敌人炮击后不久,我接到三团报告:井陉煤矿火车站日本副站长加藤清利夫妇被炸死了,遗下一对小姑娘,被一营的战士从炮火中救了出来。我要他们好好照顾孩子,立即送到我们前方指挥所来。

此时,我的心情很不平静。奋不顾身地从战火中抢救妇孺,这在我们八路军中是常事。可这回三团的战士冒着生命危险救出来的并不是乡亲们的孩子,而是丧失双亲的日本小姑娘。我自然而然地想起,在日本法西斯进行的这场侵略战争中,多少中国人民惨遭杀害,甚至连初生婴儿也不能幸免。我曾经听过两件真实的事:一个日军中佐,一手提着指挥刀,一手拎起一个刚出生几天的中国婴儿,剁成碎块,扔进磨盘里,令其士兵推磨洒水,在婴儿的母亲撕心裂胆的哭叫声中,将婴儿磨成了肉浆! 还有一群日本兵把一个中国孕妇拖进猪栏里,一阵惨不忍睹的蹂躏之后,猪栏里传出初生婴儿的啼哭声,日本兵拍手大笑:“大大地好! ……”

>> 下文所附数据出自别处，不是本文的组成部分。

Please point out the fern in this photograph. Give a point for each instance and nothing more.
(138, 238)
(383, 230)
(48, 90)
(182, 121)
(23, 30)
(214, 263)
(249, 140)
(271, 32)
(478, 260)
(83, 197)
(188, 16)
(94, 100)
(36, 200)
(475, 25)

日本法西斯分子为了使我们亡国灭种,残杀了我们多少无辜的孩子! 而现在,我们的战士却在死神的魔爪中把两个日本小姑娘救下来了。是啊,孩子无罪,她俩也是日本军国主义发动的这场侵略战争的受害者。我们进行的战争,是反侵略的正义战争,不仅是为着拯救中华民族,也是为了使日本人民从军国主义统治下摆脱出来。

两个小姐妹被送到前方指挥所来了。

我一看,稍大的那个约莫五六岁,穿着一件又脏又破的小连衣裙,头发乌黑,圆圆的、漂亮的小脸蛋上,挂着泪珠,一双大眼睛闪着惊惧不定的光,令人爱怜。小的那个,最多只有一岁,右肩胛受了轻伤,此时,她合着睫毛长长的眼睛,已经在战士怀里睡着了。她那又白又胖的小脸上,时不时地轻轻抽搐着。唉,可怜的娃娃,梦中也不得安宁。日本军阀的侵略行径,使他们本国的婴儿也在为战争流血啊!

指挥所的同志都围了过来,不住地叹息:

“可怜啊,这么小的孩子!”

我叫人给这两个日本小姑娘弄点吃的东西来,并给那个负伤的婴儿重新进行包扎。

晋察冀军区前线指挥部,就在距我们不远的洪河漕村。我把三团抢救出来两个日本小姑娘的事,用电话向聂司令员作了报告。他听了很高兴,连声说:

很好! 很好! 三团做了一件很有意义的好事。你们要把孩子照顾好,等她们吃饱后,马上派人送到我这里来。

岗头老矿的敌人又开始打炮了,并有反扑的迹象。我赶快派人把两个日本小姑娘送走了。听说,聂司令员很慈爱地收下了这两个日本小客人,亲自给孩子们削雪花梨吃,给她们买了许多糖果、饼干,派军医为她们治伤看病。后来,聂司令员亲笔写了一封给日本官兵的信,派人带上信,将两个日本小姑娘送到石家庄,请日方将两名孤女转交其亲属抚养,引起日军内部极大震动②。

正当我中央纵队与兄弟部队一起继续猛烈地攻击敌人、扩大战果时,华北的日本侵略军被八路军的大破袭战所震惊,他们急忙从冀中、冀南调集了五千兵力,从八月二十五日起向正太路东段反击。石家庄、井陉等据点的敌人也纷纷出动。同蒲路南段的敌人也集中于榆次,向正太路西段我一二九师进攻。在敌人东西夹击下,我军继续破袭已不可能,八路军总部决定,撤出正太路,重新进行部署。于是,我带着部队离开井陉地区,执行新的战役任务去了。

①指后来被人们称为“百团大战冶的正太战役。

②事隔四十年之后,新华社发表了《日本小姑娘,你在哪里?》的文章。日本《读卖新闻》转载,轰动日本各界。几天之后,就找到了当年那个五六岁的小姑娘——美穗子。美穗子应聂帅之邀,前来我国访问,以额触聂帅之手,感谢当年救命之恩。此事成了中日友好的一段佳话。